A schoolgirl who penned a guide to dealing with her mother’s epilepsy is celebrating after becoming a published author – in America.
Talented Layla Reid, eight, wrote her ‘Epilepsy Book for Kids’ as a guide to help children cope with an epileptic parent’s seizures, after witnessing her own mother’s fits.
Sarah Reid suffers from terrifying absence seizures, where she appears to be in a deep daydream.
When Layla showed her book to Bristol publisher John Adler, he was so impressed that he agreed to print it free of charge, and give her a share of the profits.
The book went on sale in major stores including Waterstones, and proved so popular it attracted the attention of an American epilepsy charity.
It is now handed out to American children to help them deal with parents or friends who may have the condition.
The budding writer said: “First of all, I get my sister Lauren to a safe place where she can’t move. Then I get my mum to sit down on the stairs or the sofa.
“Then I get the phone and call my daddy or one of my family. If mummy is on the floor shaking, I call 999.

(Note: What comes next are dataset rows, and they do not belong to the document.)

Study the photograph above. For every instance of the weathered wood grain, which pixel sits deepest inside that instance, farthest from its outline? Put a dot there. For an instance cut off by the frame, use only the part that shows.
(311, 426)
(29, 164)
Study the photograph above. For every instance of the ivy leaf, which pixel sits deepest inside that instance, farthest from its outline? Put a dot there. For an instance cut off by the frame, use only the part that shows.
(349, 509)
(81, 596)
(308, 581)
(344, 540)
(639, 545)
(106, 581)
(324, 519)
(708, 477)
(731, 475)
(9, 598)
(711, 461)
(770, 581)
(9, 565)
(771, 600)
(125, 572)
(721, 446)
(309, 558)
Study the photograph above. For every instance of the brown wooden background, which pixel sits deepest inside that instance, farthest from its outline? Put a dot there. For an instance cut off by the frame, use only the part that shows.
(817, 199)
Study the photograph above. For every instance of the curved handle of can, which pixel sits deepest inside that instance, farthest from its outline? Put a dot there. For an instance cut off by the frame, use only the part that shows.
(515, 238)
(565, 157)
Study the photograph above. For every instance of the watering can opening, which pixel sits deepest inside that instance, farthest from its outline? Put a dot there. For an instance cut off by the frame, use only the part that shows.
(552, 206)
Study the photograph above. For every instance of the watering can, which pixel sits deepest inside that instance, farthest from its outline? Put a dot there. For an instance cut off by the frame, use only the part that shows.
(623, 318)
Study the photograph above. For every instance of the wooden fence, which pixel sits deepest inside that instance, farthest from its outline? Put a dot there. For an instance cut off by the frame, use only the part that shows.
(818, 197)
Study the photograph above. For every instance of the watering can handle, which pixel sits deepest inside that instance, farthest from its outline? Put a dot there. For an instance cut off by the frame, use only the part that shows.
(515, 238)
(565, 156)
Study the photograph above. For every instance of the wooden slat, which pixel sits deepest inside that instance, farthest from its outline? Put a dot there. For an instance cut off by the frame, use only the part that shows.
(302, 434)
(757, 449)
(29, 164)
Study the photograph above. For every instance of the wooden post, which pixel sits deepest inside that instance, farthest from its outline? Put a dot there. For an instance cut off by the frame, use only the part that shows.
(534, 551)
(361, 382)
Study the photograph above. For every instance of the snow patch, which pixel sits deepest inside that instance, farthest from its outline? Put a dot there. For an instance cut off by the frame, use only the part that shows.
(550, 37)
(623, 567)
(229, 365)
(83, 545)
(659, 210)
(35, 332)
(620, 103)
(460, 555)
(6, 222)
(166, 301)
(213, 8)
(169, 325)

“I hope it helps some other children so that they know what to do if their mummy has a fit.”
Sarah, 32, has suffered from seizures since she was Layla’s age, and couldn’t be prouder of her daughter’s initiative.
She hopes the book will prove a valuable resource for children coping with a parent’s epilepsy.

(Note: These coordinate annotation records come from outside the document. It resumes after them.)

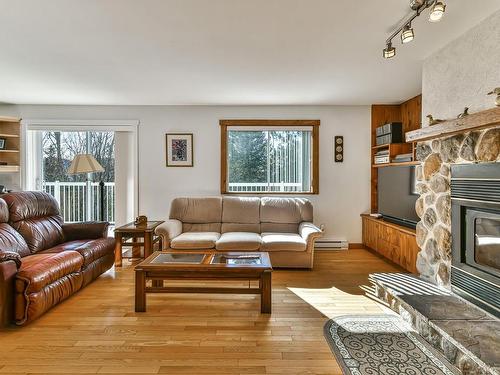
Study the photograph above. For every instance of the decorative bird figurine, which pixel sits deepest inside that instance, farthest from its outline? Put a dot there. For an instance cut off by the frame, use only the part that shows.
(464, 113)
(497, 93)
(433, 121)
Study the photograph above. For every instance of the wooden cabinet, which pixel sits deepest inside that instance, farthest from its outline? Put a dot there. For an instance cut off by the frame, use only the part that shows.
(392, 241)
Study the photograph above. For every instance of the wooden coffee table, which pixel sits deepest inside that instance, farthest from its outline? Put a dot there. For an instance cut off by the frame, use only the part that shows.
(163, 266)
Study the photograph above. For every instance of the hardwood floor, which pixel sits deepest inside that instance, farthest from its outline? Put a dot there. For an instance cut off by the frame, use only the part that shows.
(97, 331)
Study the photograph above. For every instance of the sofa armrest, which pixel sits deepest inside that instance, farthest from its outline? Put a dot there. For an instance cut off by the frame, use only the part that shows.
(8, 272)
(310, 233)
(168, 231)
(85, 231)
(6, 256)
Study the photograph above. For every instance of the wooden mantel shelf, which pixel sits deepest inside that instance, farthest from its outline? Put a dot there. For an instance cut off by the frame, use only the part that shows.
(475, 121)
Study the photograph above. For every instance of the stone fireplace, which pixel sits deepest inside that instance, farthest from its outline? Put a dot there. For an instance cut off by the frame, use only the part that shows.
(434, 238)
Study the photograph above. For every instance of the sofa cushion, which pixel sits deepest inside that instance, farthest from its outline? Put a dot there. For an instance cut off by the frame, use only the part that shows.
(199, 227)
(195, 240)
(285, 210)
(282, 242)
(12, 241)
(35, 215)
(244, 241)
(241, 210)
(197, 210)
(90, 250)
(40, 270)
(279, 227)
(240, 227)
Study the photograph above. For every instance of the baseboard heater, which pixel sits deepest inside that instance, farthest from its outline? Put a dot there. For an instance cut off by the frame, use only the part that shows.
(331, 244)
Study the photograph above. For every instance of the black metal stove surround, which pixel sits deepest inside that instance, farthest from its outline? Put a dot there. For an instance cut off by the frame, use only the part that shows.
(475, 221)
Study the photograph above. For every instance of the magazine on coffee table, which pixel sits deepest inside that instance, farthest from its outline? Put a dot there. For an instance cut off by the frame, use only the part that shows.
(236, 259)
(179, 258)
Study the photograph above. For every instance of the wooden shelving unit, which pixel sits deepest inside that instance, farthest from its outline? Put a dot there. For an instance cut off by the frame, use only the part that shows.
(394, 149)
(10, 155)
(392, 241)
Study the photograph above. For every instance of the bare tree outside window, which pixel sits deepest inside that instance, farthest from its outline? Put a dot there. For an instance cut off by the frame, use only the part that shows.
(77, 197)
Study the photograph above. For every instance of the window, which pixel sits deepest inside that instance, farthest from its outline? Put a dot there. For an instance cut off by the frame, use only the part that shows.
(269, 156)
(77, 195)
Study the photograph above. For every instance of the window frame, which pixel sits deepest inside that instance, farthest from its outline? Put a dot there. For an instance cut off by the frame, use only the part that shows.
(225, 126)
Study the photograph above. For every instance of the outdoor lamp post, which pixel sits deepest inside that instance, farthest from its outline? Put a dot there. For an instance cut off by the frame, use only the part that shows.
(86, 163)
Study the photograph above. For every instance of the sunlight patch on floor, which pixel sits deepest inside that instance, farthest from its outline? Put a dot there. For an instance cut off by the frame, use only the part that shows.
(333, 302)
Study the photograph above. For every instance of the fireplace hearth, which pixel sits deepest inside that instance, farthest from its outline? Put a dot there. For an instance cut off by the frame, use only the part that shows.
(475, 222)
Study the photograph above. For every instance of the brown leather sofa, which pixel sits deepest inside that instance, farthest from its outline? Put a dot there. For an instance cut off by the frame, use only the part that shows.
(42, 260)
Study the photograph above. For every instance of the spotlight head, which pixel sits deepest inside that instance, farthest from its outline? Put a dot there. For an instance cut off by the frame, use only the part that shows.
(407, 34)
(437, 11)
(389, 51)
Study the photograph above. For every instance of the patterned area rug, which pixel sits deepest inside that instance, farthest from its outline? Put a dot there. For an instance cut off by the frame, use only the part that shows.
(382, 344)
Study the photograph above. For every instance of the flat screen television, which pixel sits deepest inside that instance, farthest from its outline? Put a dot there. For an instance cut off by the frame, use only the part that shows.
(397, 195)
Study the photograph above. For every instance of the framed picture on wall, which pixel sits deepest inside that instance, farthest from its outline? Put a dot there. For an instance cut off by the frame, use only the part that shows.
(179, 151)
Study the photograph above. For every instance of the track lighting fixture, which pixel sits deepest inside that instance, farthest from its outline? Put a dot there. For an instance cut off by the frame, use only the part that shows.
(437, 9)
(407, 34)
(389, 51)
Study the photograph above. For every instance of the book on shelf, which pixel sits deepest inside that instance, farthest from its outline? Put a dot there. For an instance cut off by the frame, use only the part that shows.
(404, 156)
(382, 152)
(402, 160)
(381, 159)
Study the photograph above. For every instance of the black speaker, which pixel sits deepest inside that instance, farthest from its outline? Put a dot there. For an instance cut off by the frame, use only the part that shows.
(338, 145)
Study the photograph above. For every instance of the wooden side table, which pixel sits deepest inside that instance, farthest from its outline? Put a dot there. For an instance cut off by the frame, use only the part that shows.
(127, 236)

She said: “Layla’s support has meant so much to me over the years and I want to thank her.
“So many people don’t know what it’s like to have a seizure, or how to cope with them, Layla is helping so many people.

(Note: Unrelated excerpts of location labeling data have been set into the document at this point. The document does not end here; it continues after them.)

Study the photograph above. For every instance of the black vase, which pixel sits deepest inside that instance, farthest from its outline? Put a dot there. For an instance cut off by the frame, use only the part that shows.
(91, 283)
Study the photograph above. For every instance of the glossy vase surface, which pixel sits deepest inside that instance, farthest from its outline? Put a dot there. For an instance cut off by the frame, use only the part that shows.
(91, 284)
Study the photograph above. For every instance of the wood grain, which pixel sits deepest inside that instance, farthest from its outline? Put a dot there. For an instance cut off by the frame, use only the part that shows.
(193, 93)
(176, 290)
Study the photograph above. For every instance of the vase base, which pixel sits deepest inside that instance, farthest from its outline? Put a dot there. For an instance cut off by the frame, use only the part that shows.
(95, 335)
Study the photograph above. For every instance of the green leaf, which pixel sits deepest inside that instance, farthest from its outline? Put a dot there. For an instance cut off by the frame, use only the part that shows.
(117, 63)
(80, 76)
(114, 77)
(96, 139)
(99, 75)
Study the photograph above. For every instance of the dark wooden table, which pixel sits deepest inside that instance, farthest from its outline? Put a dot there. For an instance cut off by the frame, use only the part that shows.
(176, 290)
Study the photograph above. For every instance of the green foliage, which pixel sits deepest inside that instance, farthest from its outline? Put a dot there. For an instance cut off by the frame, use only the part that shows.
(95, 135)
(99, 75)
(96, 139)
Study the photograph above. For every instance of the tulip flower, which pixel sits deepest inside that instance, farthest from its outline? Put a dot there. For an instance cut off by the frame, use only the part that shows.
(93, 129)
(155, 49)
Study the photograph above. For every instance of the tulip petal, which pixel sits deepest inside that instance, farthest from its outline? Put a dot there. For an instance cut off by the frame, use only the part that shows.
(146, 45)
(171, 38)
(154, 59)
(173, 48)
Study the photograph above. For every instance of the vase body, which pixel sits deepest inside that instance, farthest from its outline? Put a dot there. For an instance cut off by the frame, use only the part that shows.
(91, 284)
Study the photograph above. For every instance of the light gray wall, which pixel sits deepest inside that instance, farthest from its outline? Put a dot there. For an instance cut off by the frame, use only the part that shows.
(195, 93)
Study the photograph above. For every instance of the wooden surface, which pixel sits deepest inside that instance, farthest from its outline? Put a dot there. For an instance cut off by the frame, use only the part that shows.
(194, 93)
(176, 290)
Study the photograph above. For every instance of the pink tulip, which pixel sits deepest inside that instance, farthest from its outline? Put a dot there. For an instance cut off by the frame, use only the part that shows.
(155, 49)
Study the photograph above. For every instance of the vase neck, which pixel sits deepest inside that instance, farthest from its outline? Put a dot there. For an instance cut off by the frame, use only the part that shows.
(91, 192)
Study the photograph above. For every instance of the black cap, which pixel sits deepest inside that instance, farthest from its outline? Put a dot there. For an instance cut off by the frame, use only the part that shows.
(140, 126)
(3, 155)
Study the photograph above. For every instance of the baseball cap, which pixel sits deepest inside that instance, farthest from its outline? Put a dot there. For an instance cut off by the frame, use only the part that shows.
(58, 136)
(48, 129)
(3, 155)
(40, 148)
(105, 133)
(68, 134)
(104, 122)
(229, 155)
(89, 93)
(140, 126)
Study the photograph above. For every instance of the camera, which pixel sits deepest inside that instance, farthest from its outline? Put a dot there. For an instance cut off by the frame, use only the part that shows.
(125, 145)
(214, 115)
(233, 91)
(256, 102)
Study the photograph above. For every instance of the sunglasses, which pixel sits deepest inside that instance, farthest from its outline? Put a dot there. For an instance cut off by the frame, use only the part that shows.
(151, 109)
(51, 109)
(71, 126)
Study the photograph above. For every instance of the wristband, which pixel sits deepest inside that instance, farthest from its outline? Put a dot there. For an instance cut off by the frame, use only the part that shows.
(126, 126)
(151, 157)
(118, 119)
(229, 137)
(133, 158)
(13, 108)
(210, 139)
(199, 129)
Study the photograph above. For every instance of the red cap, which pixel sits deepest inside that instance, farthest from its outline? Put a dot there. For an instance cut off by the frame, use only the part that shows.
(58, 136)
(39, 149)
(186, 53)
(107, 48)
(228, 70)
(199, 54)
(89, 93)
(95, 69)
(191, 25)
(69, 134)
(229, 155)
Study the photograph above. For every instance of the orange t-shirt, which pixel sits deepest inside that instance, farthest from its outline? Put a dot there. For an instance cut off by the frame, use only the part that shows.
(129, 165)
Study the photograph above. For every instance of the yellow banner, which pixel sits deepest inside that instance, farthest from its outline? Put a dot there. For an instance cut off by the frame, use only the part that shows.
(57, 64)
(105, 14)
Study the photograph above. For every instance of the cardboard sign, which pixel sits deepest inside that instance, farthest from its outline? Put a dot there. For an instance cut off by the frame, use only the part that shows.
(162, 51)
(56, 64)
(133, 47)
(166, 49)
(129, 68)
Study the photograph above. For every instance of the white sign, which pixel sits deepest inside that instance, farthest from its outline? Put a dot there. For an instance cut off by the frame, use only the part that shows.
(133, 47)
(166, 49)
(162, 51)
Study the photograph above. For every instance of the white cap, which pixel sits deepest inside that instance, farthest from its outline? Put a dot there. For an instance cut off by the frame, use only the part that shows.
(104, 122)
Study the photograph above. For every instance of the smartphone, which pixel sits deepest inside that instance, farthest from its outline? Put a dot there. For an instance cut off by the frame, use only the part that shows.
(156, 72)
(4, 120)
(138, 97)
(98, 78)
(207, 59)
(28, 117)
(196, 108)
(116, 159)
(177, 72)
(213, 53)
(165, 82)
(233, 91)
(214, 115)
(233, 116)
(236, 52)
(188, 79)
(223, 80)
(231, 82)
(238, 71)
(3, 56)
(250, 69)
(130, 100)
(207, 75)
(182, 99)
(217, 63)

“She always checks I’m eating properly and that I’ve taken my tablets and is constantly checking on me to see I am ok.
“She has grown up so quickly and so many times I feel that she is the mum and not me. Sometimes I feel she has grown up too quickly, but I’m very proud of how she copes with it all.
“I never thought in a million years it would be published.
“It’s great to have her raising awareness and helping other kids. It could end up being a life-saver for someone.
Amazingly, the entire book was produced in just one evening. Written in Layla’s handwriting, it includes straightforward tips that children can easily follow – such as moving dangerous objects out of the way if someone starts fitting.
It also features her own illustrations.
The guide came about after Sarah tried and failed to find a child-friendly book which could explain epilepsy.
When she realised there was hardly any information for children, Layla came up with the idea of writing a guide for other kids – so they know what to do if they witness an epileptic fit.
Self-confessed bookworm Layla plans to keep up her writing, and hopes this will be the first of many stories.
The eight-year-old said her next venture will be a tale about her baby sister Lauren, who arrived a year ago.
“I’m very happy to have a new sister, and I’m very proud,” she said.
“I want to write a story about all the things we’ll do together for when she’s older.”
The youngster has won a host of accolades for her book, including a Blue Peter badge, a letter from the Queen and numerous awards.
And Layla already has her heart set on a budding career in education.
“I want to be a teacher, because it’s a job where you get to do reading and writing and that’s what I want to do.”